General characteristics as sloop
- Class & type: 18-gun sloop of war
- Tons burthen: 385 66⁄94 (bm)
- Length: 96 ft 7 in (29.44 m) (overall); 77 ft 1+1⁄4 in (23.501 m) (keel);
- Beam: 30 ft 8 in (9.35 m)
- Depth of hold: 13 ft 4 in (4.06 m)
- Propulsion: Sails
- Sail plan: Full-rigged ship
- Complement: 120
- Armament: 18 × 6-pounder guns + 14 × 1⁄2-pounder swivels

General characteristics as fireship
- Class & type: Fireship
- Complement: 45
- Armament: 8 × 6-pounder guns + 8 × 1⁄2-pounder swivels

General characteristics as bomb vessel
- Class & type: Bomb vessel
- Complement: 70
- Armament: 1 × 13 in mortar + 1 × 10 in mortar; 8 × 6-pounder guns + 12 × 1⁄2-pounder swivels;

= HMS Racehorse (1757) =

Sloop of the Royal Navy

HMS Racehorse was an 18-gun ship-rigged (i.e. three-masted) sloop of the Royal Navy. Originally the French ship Marquis de Vaudreuil, she was captured by the Royal Navy in 1757 and refitted as a survey vessel for the 1773 Phipps expedition towards the North Pole. Renamed HMS Thunder in 1775, she was captured back by the French in 1778.

== Early Royal Navy service, 1757 to 1763 ==
Racehorse was originally the 18-gun French privateer Marquis de Vaudreuil, purchased from the French during the Seven Years' War for the British Navy on 28 April 1757. As she was a three-masted vessel, she was described as a "frigate", but as she mounted just 18 guns, she was actually registered as a sloop.

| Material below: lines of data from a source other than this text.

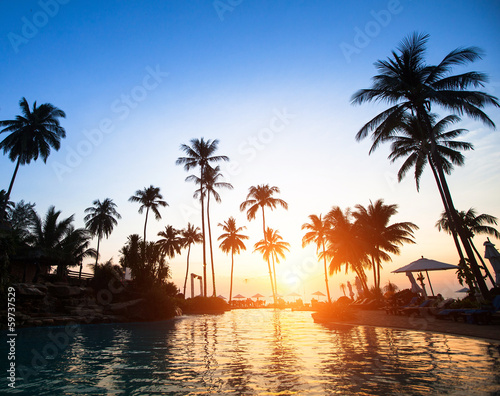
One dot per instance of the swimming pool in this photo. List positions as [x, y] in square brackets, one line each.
[249, 352]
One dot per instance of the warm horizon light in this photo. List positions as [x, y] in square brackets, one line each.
[271, 82]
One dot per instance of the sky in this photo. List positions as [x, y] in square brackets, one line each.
[272, 81]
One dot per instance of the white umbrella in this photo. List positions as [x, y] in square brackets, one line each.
[494, 257]
[426, 265]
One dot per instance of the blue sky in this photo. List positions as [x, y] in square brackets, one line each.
[270, 80]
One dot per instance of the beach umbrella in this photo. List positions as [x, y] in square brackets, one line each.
[294, 295]
[426, 265]
[494, 257]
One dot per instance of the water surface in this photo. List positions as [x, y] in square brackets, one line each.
[250, 352]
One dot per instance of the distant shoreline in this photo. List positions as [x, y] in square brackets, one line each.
[378, 318]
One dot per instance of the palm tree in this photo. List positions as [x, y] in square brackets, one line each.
[473, 224]
[232, 242]
[58, 242]
[344, 244]
[317, 233]
[212, 175]
[189, 236]
[272, 247]
[201, 154]
[32, 134]
[410, 85]
[150, 199]
[259, 197]
[382, 238]
[101, 219]
[171, 243]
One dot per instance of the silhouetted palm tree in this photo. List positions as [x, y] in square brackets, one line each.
[473, 224]
[171, 243]
[212, 175]
[201, 154]
[32, 134]
[410, 85]
[317, 233]
[345, 244]
[232, 242]
[150, 199]
[101, 219]
[189, 236]
[272, 248]
[381, 237]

In this role, she served her first commission (from June 1757 to 1758) under Commander Francis Burslem in home waters. She was reclassed and refitted as a fireship (re-armed with just eight 6-pounders), and then as a bomb vessel (with the addition of one 13-inch and one 10-inch mortars) and was recommissioned under Commander Francis Richards for service in North American waters. By 1760 she was re-armed as a "frigate" again, with 16 guns, under Commander James Harmood and later under Commander John Macartney until paid off in 1763.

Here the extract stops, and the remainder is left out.